Loosely defined, Illuminating Grace (the type of grace most frequently
used by O'Connor in her stories) may be described as a gift, freely given by
God, which is designed to enlighten the minds of people and help them
toward eternal life. It may take the form of some natural mental
experience, such as a dream or viewing a beautiful sunset, or of some
experience imposed from outside the individual — for example, from
hearing a sermon or from experiencing an intense joy, a sorrow, or some
other shock.
Literary Context (cont.)
Man, having been given free will, may, according to the Catholic position,
elect not to accept the gift of grace, as opposed to a Calvinist position,
which argues for a concept of Irresistible Grace — that is, man cannot
reject God's grace when it is given to him. Even though O'Connor notes
that she looks for the moment “in which the presence of grace can be felt
as it waits to be accepted or rejected,” one should not assume that she is
attempting to pass judgment on the ultimate fate of her characters. That,
from an orthodox point of view, is not possible for man to do.
Even though O'Connor's vision was essentially religious, she chose to
present it from a primarily comic or grotesque perspective.
This story is divided into four rather distinct sections which help emphasize the relationships between the four central characters. By dividing the story into four loosely distinct sections, O'Connor is able to establish subtle parallels between the characters of Mrs. Freeman and Manley Pointer and between Mrs. Hopewell and her daughter, Joy/Hulga, while at the same time providing details which appear to emphasize the different facets of the four individual characters. For example, O'Connor uses the day of Joy’s/Hulga's "enlightenment" in order to create parallels between Mrs. Freeman and Manley Pointer, while the flashbacks to the events of the previous day establish the parallels which exist between Joy/Hulga and her mother.
Within this larger setting are two others: Mrs. Hopewell’s house, especially the kitchen, where the story begins, and the property beyond the gate of the house, where Manley seduces Joy/Hulga. Mrs. Hopewell and Mrs. Freeman carry on “their most important business in the kitchen at breakfast.” The kitchen, generally thought of as the heart of a home, in this story does not provide such symbolic sustenance because of the insipid talk between the women when they visit there. The fact that Joy/Hulga has “a bad heart” reinforces this emptiness in the Hopewell kitchen. The setting is significant, too, because it is a site of female domesticity, and this is a story about women without men—until, that is, Manley Pointer comes to sell Bibles. His aggressive intrusion into this female space is demonstrated when he falls “forward into her hall” as Mrs. Hopewell allows him into her home.

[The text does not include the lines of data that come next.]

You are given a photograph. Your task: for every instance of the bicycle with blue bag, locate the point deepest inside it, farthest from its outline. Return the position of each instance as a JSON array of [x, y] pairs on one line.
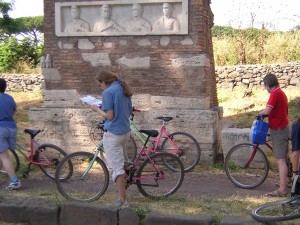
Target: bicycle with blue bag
[[246, 164]]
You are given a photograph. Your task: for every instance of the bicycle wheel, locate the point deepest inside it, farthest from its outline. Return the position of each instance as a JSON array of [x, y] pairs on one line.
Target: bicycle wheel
[[156, 180], [15, 161], [86, 188], [244, 172], [131, 150], [188, 149], [49, 156], [281, 210]]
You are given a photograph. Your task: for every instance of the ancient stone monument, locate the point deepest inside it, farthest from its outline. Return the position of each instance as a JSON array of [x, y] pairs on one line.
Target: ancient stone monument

The garden outside the kitchen is also significant, for here the women pull out “evil-smelling onions” when they see Pointer walk off into the distance, as if eradicating his evil in essence from their territory.
Outside the safety of the home, Joy/Hulga makes a rendezvous with Pointer. She meets him at the gate; walks across the pasture; climbs a ladder to the loft; and from there watches him walk away after he kisses her, removes her wooden leg, and ultimately takes it with him when he leaves. All of these details of place carry meaning. The gate symbolizes Joy’s/Hulga’s introduction to the outside world, and the ladder that leads to the loft signifies the arrogance of her sense of intellectual superiority, her presumption that she is Manley’s (and everyone’s) better – an attitude that proves to be her demise as the story continues.